Saturday, September 3, 2011

Home by Manju Kapur : Book Review

Home is the saga of a big fat Indian joint family of Karol Bagh. The Kahani Ghar ghar ki begins with Banwari lal , a well –to- do cloth merchant is proud of his humble beginning in Lahore in Pakistan. The novel depicts a day in the life of a conservative Indian family of yester years, their behaviour, the elements that guide their behaviour and other fine nuances of their psyche are depicted descriptively thus enabling the reader to actually experience their lives. The epic that spans across four generations portrays the stereotype roles - men have the responsibility to take the family business/ name forward and women to enable it by procreating sons and making sure that the house the men folks return to after a hard day is a home and not just a house. Each one is groomed about his/her role early in life leaving little scope for conflicts.

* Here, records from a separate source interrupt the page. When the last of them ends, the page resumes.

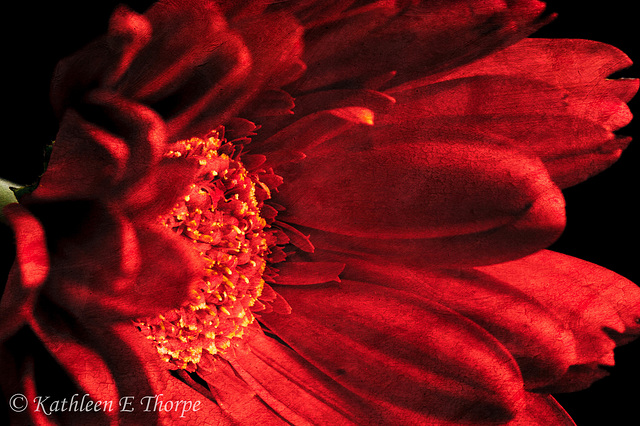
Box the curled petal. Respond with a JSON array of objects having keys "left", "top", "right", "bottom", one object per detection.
[
  {"left": 276, "top": 133, "right": 556, "bottom": 238},
  {"left": 384, "top": 73, "right": 631, "bottom": 187},
  {"left": 432, "top": 38, "right": 638, "bottom": 102},
  {"left": 262, "top": 281, "right": 522, "bottom": 422},
  {"left": 46, "top": 206, "right": 199, "bottom": 321},
  {"left": 295, "top": 1, "right": 544, "bottom": 92},
  {"left": 318, "top": 253, "right": 577, "bottom": 389},
  {"left": 2, "top": 203, "right": 49, "bottom": 289},
  {"left": 478, "top": 251, "right": 640, "bottom": 389}
]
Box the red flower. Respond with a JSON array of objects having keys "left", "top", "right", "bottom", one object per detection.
[{"left": 0, "top": 0, "right": 640, "bottom": 425}]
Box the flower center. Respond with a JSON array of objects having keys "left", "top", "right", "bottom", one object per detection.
[{"left": 136, "top": 128, "right": 275, "bottom": 371}]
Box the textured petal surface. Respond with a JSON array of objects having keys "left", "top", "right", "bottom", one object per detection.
[
  {"left": 263, "top": 281, "right": 523, "bottom": 422},
  {"left": 479, "top": 251, "right": 640, "bottom": 392}
]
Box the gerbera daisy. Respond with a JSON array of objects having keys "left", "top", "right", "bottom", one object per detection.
[{"left": 0, "top": 0, "right": 640, "bottom": 425}]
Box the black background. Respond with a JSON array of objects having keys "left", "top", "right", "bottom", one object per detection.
[{"left": 0, "top": 0, "right": 640, "bottom": 426}]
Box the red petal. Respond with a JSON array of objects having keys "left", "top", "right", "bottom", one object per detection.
[
  {"left": 276, "top": 262, "right": 344, "bottom": 285},
  {"left": 296, "top": 1, "right": 544, "bottom": 92},
  {"left": 432, "top": 38, "right": 638, "bottom": 102},
  {"left": 46, "top": 206, "right": 200, "bottom": 321},
  {"left": 384, "top": 75, "right": 631, "bottom": 186},
  {"left": 507, "top": 392, "right": 576, "bottom": 426},
  {"left": 2, "top": 203, "right": 49, "bottom": 289},
  {"left": 262, "top": 282, "right": 522, "bottom": 421},
  {"left": 479, "top": 251, "right": 640, "bottom": 387},
  {"left": 318, "top": 253, "right": 576, "bottom": 389},
  {"left": 274, "top": 132, "right": 564, "bottom": 263},
  {"left": 212, "top": 330, "right": 377, "bottom": 425}
]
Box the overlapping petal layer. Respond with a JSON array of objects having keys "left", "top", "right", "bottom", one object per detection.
[{"left": 0, "top": 0, "right": 640, "bottom": 425}]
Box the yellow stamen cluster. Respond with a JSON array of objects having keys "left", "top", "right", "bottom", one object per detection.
[{"left": 137, "top": 131, "right": 269, "bottom": 371}]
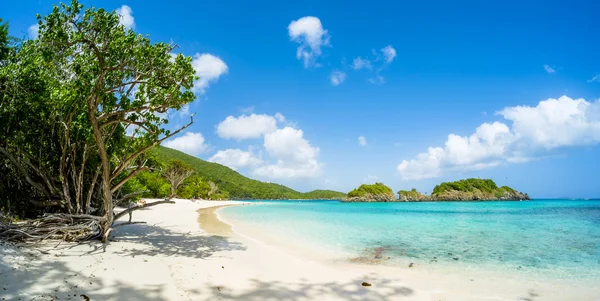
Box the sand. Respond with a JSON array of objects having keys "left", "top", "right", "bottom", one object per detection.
[{"left": 0, "top": 200, "right": 600, "bottom": 301}]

The story begins well with two sisters Sona and Rupa, former the fair and lovely wife of Yashpal, the elder son of Banwari Lal and the latter a dark plain jane married to Premnath, a junior level government clerk. Banwari Lal’s progeny …two sons and one daughter… Yashpal, Pyarelal and Sunita , their respective spouses beautiful Sona, practical Sushila and jobless drunkard Murli, third generation Raju, Nisha, Vijay , Ajay, Vicky, Pooja, Seema, Rekha , fourth generation Virat , etc etc… the story gets lost in characters. At times the reader finds it difficult to keep track. There is no central character, central characters keep changing.
Manju Kapur very adroitly brings home the crux of joint family structure; the family members stick together and support each other in spite of their differences and internal jealousies. The brothers not only take care of Vicky, their dead sister Sunita’s son , they marry him, perform all the ceremonies for his wife and child in spite of his being the black sheep of the family and an unwanted burden but he is still their own blood and family.

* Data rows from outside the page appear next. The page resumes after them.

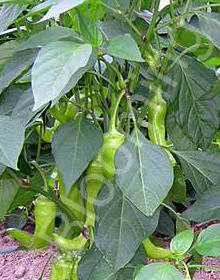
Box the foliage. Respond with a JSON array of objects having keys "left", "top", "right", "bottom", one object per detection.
[{"left": 0, "top": 0, "right": 220, "bottom": 280}]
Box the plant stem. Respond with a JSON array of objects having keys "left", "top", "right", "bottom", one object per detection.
[
  {"left": 188, "top": 264, "right": 220, "bottom": 271},
  {"left": 109, "top": 90, "right": 125, "bottom": 131},
  {"left": 36, "top": 123, "right": 43, "bottom": 162}
]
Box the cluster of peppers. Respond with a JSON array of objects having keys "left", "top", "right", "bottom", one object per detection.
[{"left": 7, "top": 76, "right": 173, "bottom": 280}]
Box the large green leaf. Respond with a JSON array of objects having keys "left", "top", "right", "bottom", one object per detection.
[
  {"left": 183, "top": 187, "right": 220, "bottom": 222},
  {"left": 175, "top": 151, "right": 220, "bottom": 194},
  {"left": 175, "top": 24, "right": 220, "bottom": 66},
  {"left": 0, "top": 84, "right": 34, "bottom": 125},
  {"left": 106, "top": 34, "right": 144, "bottom": 62},
  {"left": 95, "top": 181, "right": 159, "bottom": 270},
  {"left": 170, "top": 228, "right": 194, "bottom": 255},
  {"left": 0, "top": 3, "right": 27, "bottom": 32},
  {"left": 194, "top": 224, "right": 220, "bottom": 256},
  {"left": 52, "top": 116, "right": 102, "bottom": 190},
  {"left": 0, "top": 163, "right": 6, "bottom": 176},
  {"left": 0, "top": 116, "right": 25, "bottom": 169},
  {"left": 78, "top": 245, "right": 116, "bottom": 280},
  {"left": 0, "top": 50, "right": 37, "bottom": 93},
  {"left": 17, "top": 26, "right": 80, "bottom": 51},
  {"left": 41, "top": 0, "right": 86, "bottom": 21},
  {"left": 115, "top": 130, "right": 173, "bottom": 215},
  {"left": 0, "top": 40, "right": 17, "bottom": 72},
  {"left": 32, "top": 41, "right": 92, "bottom": 110},
  {"left": 163, "top": 56, "right": 219, "bottom": 149},
  {"left": 29, "top": 0, "right": 54, "bottom": 15},
  {"left": 192, "top": 12, "right": 220, "bottom": 49},
  {"left": 135, "top": 262, "right": 184, "bottom": 280}
]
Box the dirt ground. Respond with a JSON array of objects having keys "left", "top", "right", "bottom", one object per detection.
[{"left": 0, "top": 223, "right": 220, "bottom": 280}]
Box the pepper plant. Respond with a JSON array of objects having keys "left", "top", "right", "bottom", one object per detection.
[{"left": 0, "top": 0, "right": 220, "bottom": 280}]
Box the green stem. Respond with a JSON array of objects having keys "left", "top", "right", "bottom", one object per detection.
[
  {"left": 182, "top": 262, "right": 191, "bottom": 280},
  {"left": 36, "top": 123, "right": 43, "bottom": 162},
  {"left": 161, "top": 202, "right": 179, "bottom": 217},
  {"left": 109, "top": 90, "right": 125, "bottom": 132},
  {"left": 145, "top": 0, "right": 160, "bottom": 45},
  {"left": 188, "top": 264, "right": 220, "bottom": 271},
  {"left": 31, "top": 161, "right": 50, "bottom": 191}
]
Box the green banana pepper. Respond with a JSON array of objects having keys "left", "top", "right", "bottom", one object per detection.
[
  {"left": 101, "top": 129, "right": 124, "bottom": 179},
  {"left": 142, "top": 237, "right": 173, "bottom": 259},
  {"left": 85, "top": 153, "right": 105, "bottom": 227},
  {"left": 60, "top": 179, "right": 85, "bottom": 223},
  {"left": 148, "top": 81, "right": 176, "bottom": 166},
  {"left": 50, "top": 258, "right": 77, "bottom": 280},
  {"left": 32, "top": 196, "right": 56, "bottom": 248},
  {"left": 6, "top": 197, "right": 56, "bottom": 249},
  {"left": 5, "top": 228, "right": 33, "bottom": 248},
  {"left": 148, "top": 82, "right": 167, "bottom": 146},
  {"left": 85, "top": 90, "right": 124, "bottom": 227},
  {"left": 53, "top": 233, "right": 88, "bottom": 251}
]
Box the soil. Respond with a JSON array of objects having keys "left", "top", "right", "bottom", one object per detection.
[{"left": 0, "top": 221, "right": 220, "bottom": 280}]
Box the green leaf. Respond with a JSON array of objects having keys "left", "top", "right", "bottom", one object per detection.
[
  {"left": 77, "top": 245, "right": 116, "bottom": 280},
  {"left": 182, "top": 187, "right": 220, "bottom": 222},
  {"left": 17, "top": 26, "right": 82, "bottom": 51},
  {"left": 95, "top": 181, "right": 159, "bottom": 270},
  {"left": 115, "top": 131, "right": 173, "bottom": 215},
  {"left": 174, "top": 151, "right": 220, "bottom": 194},
  {"left": 29, "top": 0, "right": 54, "bottom": 15},
  {"left": 0, "top": 84, "right": 34, "bottom": 125},
  {"left": 0, "top": 163, "right": 6, "bottom": 175},
  {"left": 0, "top": 3, "right": 27, "bottom": 33},
  {"left": 0, "top": 116, "right": 25, "bottom": 169},
  {"left": 0, "top": 40, "right": 17, "bottom": 73},
  {"left": 0, "top": 50, "right": 37, "bottom": 93},
  {"left": 170, "top": 228, "right": 194, "bottom": 255},
  {"left": 32, "top": 41, "right": 92, "bottom": 110},
  {"left": 175, "top": 24, "right": 220, "bottom": 66},
  {"left": 135, "top": 262, "right": 184, "bottom": 280},
  {"left": 52, "top": 116, "right": 102, "bottom": 191},
  {"left": 41, "top": 0, "right": 86, "bottom": 21},
  {"left": 194, "top": 224, "right": 220, "bottom": 256},
  {"left": 164, "top": 53, "right": 219, "bottom": 149},
  {"left": 192, "top": 12, "right": 220, "bottom": 49},
  {"left": 106, "top": 34, "right": 144, "bottom": 62}
]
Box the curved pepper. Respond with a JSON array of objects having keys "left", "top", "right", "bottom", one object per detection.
[
  {"left": 50, "top": 256, "right": 81, "bottom": 280},
  {"left": 142, "top": 237, "right": 172, "bottom": 259},
  {"left": 64, "top": 97, "right": 77, "bottom": 122},
  {"left": 101, "top": 129, "right": 124, "bottom": 179},
  {"left": 53, "top": 233, "right": 88, "bottom": 251},
  {"left": 32, "top": 196, "right": 56, "bottom": 248},
  {"left": 50, "top": 259, "right": 73, "bottom": 280},
  {"left": 148, "top": 81, "right": 176, "bottom": 166},
  {"left": 36, "top": 125, "right": 54, "bottom": 143},
  {"left": 5, "top": 228, "right": 33, "bottom": 248},
  {"left": 148, "top": 82, "right": 167, "bottom": 146},
  {"left": 85, "top": 153, "right": 105, "bottom": 227}
]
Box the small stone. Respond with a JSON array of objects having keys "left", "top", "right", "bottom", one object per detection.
[{"left": 14, "top": 266, "right": 26, "bottom": 278}]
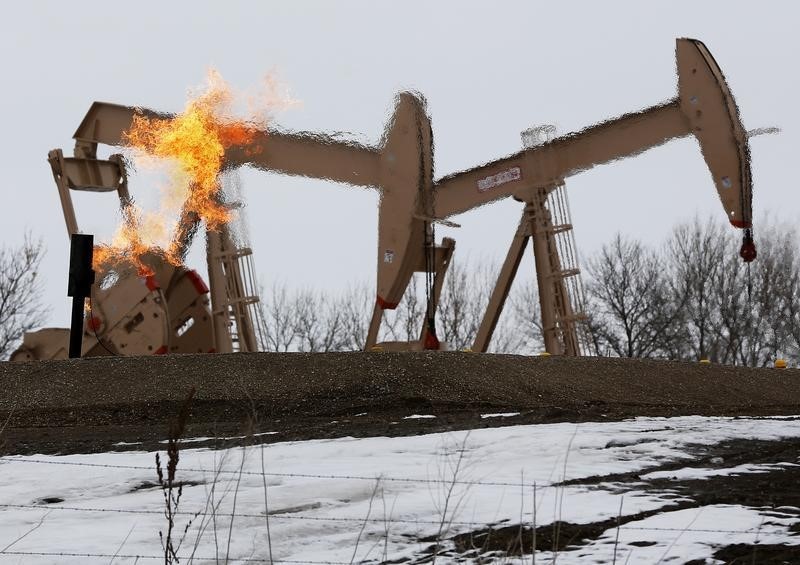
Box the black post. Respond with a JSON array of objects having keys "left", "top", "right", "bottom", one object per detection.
[{"left": 67, "top": 233, "right": 94, "bottom": 359}]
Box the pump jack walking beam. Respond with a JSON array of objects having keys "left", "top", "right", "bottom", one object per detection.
[{"left": 65, "top": 39, "right": 755, "bottom": 352}]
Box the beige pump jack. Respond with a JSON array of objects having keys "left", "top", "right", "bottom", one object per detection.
[{"left": 17, "top": 39, "right": 755, "bottom": 355}]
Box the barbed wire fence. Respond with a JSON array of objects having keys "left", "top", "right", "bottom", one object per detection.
[{"left": 0, "top": 457, "right": 780, "bottom": 565}]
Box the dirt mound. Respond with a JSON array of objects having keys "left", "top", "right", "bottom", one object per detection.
[{"left": 0, "top": 352, "right": 800, "bottom": 453}]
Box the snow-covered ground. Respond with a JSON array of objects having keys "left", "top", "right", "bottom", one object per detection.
[{"left": 0, "top": 415, "right": 800, "bottom": 565}]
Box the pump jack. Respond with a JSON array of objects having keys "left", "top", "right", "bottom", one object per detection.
[
  {"left": 10, "top": 150, "right": 258, "bottom": 361},
  {"left": 15, "top": 39, "right": 755, "bottom": 355}
]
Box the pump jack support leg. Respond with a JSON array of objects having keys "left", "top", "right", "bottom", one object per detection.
[
  {"left": 472, "top": 212, "right": 531, "bottom": 353},
  {"left": 364, "top": 302, "right": 383, "bottom": 351}
]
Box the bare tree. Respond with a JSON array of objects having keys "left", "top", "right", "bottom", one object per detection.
[
  {"left": 720, "top": 222, "right": 800, "bottom": 366},
  {"left": 263, "top": 283, "right": 297, "bottom": 352},
  {"left": 500, "top": 273, "right": 544, "bottom": 355},
  {"left": 339, "top": 284, "right": 375, "bottom": 351},
  {"left": 665, "top": 218, "right": 731, "bottom": 362},
  {"left": 0, "top": 235, "right": 48, "bottom": 359},
  {"left": 381, "top": 276, "right": 426, "bottom": 341},
  {"left": 587, "top": 234, "right": 678, "bottom": 357},
  {"left": 294, "top": 290, "right": 346, "bottom": 353}
]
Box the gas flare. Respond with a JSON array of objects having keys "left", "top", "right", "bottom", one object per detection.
[{"left": 94, "top": 70, "right": 286, "bottom": 276}]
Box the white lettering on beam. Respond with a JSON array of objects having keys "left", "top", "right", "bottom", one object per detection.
[{"left": 478, "top": 167, "right": 522, "bottom": 192}]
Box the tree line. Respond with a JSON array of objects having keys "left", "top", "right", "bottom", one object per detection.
[
  {"left": 0, "top": 219, "right": 800, "bottom": 366},
  {"left": 262, "top": 218, "right": 800, "bottom": 366}
]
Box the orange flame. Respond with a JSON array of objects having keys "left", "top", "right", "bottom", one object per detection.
[{"left": 94, "top": 70, "right": 276, "bottom": 276}]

Nisha, the gorgeous only granddaughter like other women of the family is brought up with values that for an ideal woman home, family, kitchen and the children come first and rest everything is farce. Such values may not be relevant today with generation Y even in small orthodox towns. Nisha has to suppress her desires first to study English literature, then to marry the boy of her choice and then to set up her own business. The women are groomed to behave as per the expectations of the family, those who think of going beyond this periphery remain unhappy!!
Did the sexual molestation by Vicky leave a permanent scars on Nisha’s life ? What happens to childless Rupa ? Why does she leave her claim on Nisha to whom she has brought up like her daughter? Such questions remain unanswered. Published in 2006, Home is the first fiction genre by Random House. Overall it is good read, the language used is very simple and the scenes flow naturally and swiftly without giving readers a temptation to turn pages.